Weight loss surgery drops the risk of suffering severe COVID symptoms by 60 percent

CLEVELAND, Ohio — Bariatric surgery, a procedure obese people have to dramatically cut their weight, may also protect these individuals from suffering a life-threatening case of COVID-19. Researchers from the Cleveland Clinic say obese patients undergoing the weight loss surgery before the pandemic have a 60-percent lower risk of developing severe complications if they contract coronavirus.

Previous studies show that obesity is one of several pre-existing conditions that can make a COVID infection even worse. The others include a history of hypertension, diabetes, or heart failure.

In the case of obesity, study authors say being overweight weakens the immune system, leads to chronic inflammation, and raises the risk of developing heart disease, blood clots, and breathing problems. These are all conditions that can trigger fatal complications from COVID.

With that in mind, the team wanted to see if there was a difference in COVID infection outcomes between overweight people losing weight with and without the help of surgery.

“The research findings show that patients with obesity who achieved substantial and sustained weight loss with bariatric surgery prior to a COVID-19 infection reduced their risk of developing severe illness by 60 percent,” reports Dr. Ali Aminian, lead author of the study and director of Cleveland Clinic’s Bariatric & Metabolic Institute, in a media release. “Our study provides strong evidence that obesity is a modifiable risk factor for COVID-19 that can be improved through a successful weight-loss intervention.”

Surgery won’t prevent COVID, but it may make it milder

Study authors examined over 20,000 obese patients, including roughly a quarter (5,053 people) who had a body mass index over 35 and opted for weight loss surgery between 2004 and 2017. The other 15,159 participants who opted to lose weight through other means served as the control group in the study.

For comparison, the study notes patients undergoing bariatric surgery lost 19 percent more body weight than those in the non-surgical group.

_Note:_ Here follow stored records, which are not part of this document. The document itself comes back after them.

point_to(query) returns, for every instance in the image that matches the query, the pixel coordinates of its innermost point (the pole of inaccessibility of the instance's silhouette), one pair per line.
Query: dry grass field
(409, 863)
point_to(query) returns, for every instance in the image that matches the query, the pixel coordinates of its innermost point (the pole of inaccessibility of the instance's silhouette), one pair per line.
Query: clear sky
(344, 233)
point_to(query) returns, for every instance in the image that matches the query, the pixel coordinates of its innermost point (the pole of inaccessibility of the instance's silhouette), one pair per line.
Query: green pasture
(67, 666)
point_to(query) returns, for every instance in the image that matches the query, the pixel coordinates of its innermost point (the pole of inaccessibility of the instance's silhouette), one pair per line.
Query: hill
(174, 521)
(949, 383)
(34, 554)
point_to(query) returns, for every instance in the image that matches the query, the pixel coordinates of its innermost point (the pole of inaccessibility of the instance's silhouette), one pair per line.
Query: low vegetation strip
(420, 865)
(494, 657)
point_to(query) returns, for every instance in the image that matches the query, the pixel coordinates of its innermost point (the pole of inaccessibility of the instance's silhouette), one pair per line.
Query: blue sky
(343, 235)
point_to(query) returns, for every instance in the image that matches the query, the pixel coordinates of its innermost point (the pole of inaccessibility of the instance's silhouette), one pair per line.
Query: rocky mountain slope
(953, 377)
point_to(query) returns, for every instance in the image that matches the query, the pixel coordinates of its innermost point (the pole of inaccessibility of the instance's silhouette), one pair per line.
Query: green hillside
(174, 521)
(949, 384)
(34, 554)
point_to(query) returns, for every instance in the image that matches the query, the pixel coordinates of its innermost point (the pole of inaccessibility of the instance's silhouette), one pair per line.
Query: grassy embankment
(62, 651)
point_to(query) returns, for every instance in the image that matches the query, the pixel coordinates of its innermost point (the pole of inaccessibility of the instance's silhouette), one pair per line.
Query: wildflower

The team looked at four different types of COVID outcomes among these individuals: the number of patients contracting the virus, the percentage of patients needing hospitalization, the number needing supplemental oxygen, and the rate of patients with severe disease — meaning patients entering the ICU, needing ventilation, or dying.

Results show the chances of catching COVID-19 did not change much between these two groups, with 9.1 percent of the surgery group getting sick and 8.7 percent of the non-surgical group contracting the virus. However, there was a dramatic difference in what happens after these patients get sick.

The study finds people opting for weight loss surgery had a 49-percent lower risk of needing hospitalization. They also had a 63-percent lower chance of needing oxygen support and a 60-percent lower risk of severe COVID infection. The team believes the patients having bariatric surgery were generally healthier than their peers at the time of their infection.

“Striking findings from the current study support the reversibility of the health consequences of obesity in the patients with COVID-19,” study senior author Dr. Steven Nissen adds. “This study suggests that an emphasis on weight loss as a public health strategy can improve outcomes during the COVID-19 pandemic and future outbreaks or related infectious diseases. That is a very important finding considering that 40% of Americans have obesity.”

The study is published in JAMA Surgery.